Entre os brasileiros mais comuns em seu estúdio, além dos nomes mais quentes da época, estavam alguns artistas veteranos da música nacional: “Aqui do Brasil, quem mais ia me visitar era o Chorão até porque era uma banda que estava sempre na parada, como com ‘Lugar ao Sol’ e ‘Rubão’. Recebi a Pitty e o Los Hermanos. Apresentei o Luau e o Acústico da Cássia Eller, o Luau da Rita Lee, do Titãs…”.

De segunda a sexta, Sarah esteve ao vivo na MTV às 18h durante quase meia década, e brinca que a “jogaram na fogueira” logo na primeira experiência como apresentadora. Nada poderia acontecer naquela hora: “Uma vez fui assaltada indo para o estúdio, e o Edgard teve que entrar nos primeiros 15 minutos porque eu não conseguia chegar. Foi horrível e a única vez. Essa era a dificuldade: ficar disposta e disponível ao vivo, mesmo doente. Enfim foi um super aprendizado”.

“Você é a mesma pessoa na frente e atrás das câmeras. Você precisa falar com verdade o que está se propondo, e com responsabilidade, porque não falava só de música, mas também conscientizava com campanhas em torno do HIV, camisinha, drogas, cidadania – era diferenciada nesse sentido”– Sarah Oliveira

O estilo despojado, mas preparado e competente dos VJs causou uma impressão tão boa no público, que, de certa forma, foi assimilado pela atual geração de apresentadores de canais no YouTube.

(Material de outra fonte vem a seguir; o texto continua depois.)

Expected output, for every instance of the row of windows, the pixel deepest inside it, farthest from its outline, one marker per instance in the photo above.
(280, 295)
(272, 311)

Inclusive Sarah já recebeu mensagens de vários criadores de conteúdo, telespectadores do Disk na adolescência – alguns não tão responsáveis com o público.

Ainda assim, por mais que existam infinitas tentativas de apresentadores online hoje em dia, para a ex-VJ, o legado mais importante da primeira fase da MTV no país foi entender como se comunicar com os jovens: “O adolescente tem várias questões, e tem a ver com saber o que é estar nesse universo. Tem essa conscientização e referência muito forte, então pensar no adolescente como um cidadão que pode ser mais útil para a sociedade, mais politizado ou engajado, que entenda que um país com cultura é um lugar que vai para frente”.

#Top10

A MTV Brasil, enquanto divisão da Editora Abril, esteve na televisão aberta entre 20 de outubro de 1990 e 30 de setembro de 2013. No dia seguinte, voltou ao ar sobre a gerência da Viacom, que se tornou ViacomCBS desde o final de 2019. A primeira estreia da marca no país surgiu após uma onda de sucesso no exterior.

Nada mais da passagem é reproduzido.